Consider an alternative. I can take responsibility for every decision I took leading up until this very moment, which is pretty much why I am where I am today. I have a choice to affect the future but that choice is now and I take full responsibility for making this choice myself under my own free will.
I cannot be healthier than I am right in this moment.
I cannot have a girlfriend/boyfriend right now because I do not have one.
If I want a girlfriend or boyfriend I can start taking chances - introduce myself to strangers, ask people on a date, try speed dating, whatever. What I can't do is change the past or make the present line up with my imagination.
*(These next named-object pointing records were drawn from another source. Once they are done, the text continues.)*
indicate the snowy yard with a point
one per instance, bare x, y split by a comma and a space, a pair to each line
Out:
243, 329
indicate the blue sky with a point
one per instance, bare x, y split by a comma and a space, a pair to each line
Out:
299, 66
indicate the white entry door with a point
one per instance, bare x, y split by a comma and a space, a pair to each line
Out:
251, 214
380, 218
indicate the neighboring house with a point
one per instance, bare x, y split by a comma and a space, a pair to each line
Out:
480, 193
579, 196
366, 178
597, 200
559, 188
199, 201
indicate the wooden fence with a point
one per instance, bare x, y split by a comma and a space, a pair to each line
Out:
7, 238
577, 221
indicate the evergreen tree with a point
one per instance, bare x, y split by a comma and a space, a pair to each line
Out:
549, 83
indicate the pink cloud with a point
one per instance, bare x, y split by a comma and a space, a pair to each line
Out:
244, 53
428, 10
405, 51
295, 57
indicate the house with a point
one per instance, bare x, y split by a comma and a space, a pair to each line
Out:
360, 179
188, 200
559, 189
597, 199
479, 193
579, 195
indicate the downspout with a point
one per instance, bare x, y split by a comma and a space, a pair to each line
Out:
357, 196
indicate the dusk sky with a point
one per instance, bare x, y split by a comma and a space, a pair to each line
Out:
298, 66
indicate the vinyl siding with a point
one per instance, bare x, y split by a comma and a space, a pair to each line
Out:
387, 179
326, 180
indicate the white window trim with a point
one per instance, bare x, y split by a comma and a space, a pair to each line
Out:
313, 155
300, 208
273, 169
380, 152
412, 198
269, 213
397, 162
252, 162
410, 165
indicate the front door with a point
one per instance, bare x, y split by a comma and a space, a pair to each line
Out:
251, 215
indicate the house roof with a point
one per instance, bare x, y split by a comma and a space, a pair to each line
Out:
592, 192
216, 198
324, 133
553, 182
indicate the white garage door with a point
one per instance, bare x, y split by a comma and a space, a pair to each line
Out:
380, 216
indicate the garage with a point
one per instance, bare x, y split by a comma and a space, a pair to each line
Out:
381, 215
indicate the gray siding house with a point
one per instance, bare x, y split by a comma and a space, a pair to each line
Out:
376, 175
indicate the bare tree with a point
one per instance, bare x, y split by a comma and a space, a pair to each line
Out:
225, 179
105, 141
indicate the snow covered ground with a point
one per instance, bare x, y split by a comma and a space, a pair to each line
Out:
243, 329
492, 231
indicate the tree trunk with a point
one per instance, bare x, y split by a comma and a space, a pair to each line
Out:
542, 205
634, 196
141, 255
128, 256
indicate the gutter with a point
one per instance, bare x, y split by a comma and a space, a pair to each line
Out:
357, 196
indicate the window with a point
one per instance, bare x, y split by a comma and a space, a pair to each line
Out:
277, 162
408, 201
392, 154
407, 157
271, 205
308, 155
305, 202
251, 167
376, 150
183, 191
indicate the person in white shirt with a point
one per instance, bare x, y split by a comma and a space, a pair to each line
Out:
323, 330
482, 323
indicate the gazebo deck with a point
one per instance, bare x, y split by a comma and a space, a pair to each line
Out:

Only right now do I have a choice. Right now I can accept things the way they are, and even make the most of them. If I am alone, it means I am free to meet someone new tonight. If I am unwell, it's better than being comatose or dead. If I am dying, I can make the most of every minute I have left. It may sound morbid but it's a simple fact of life that death is coming for every last one of us, whether we like it or not.
Mahatma Ghandi said "Be the change you want to see in the world"
Is there room for anger when we approach life in this way?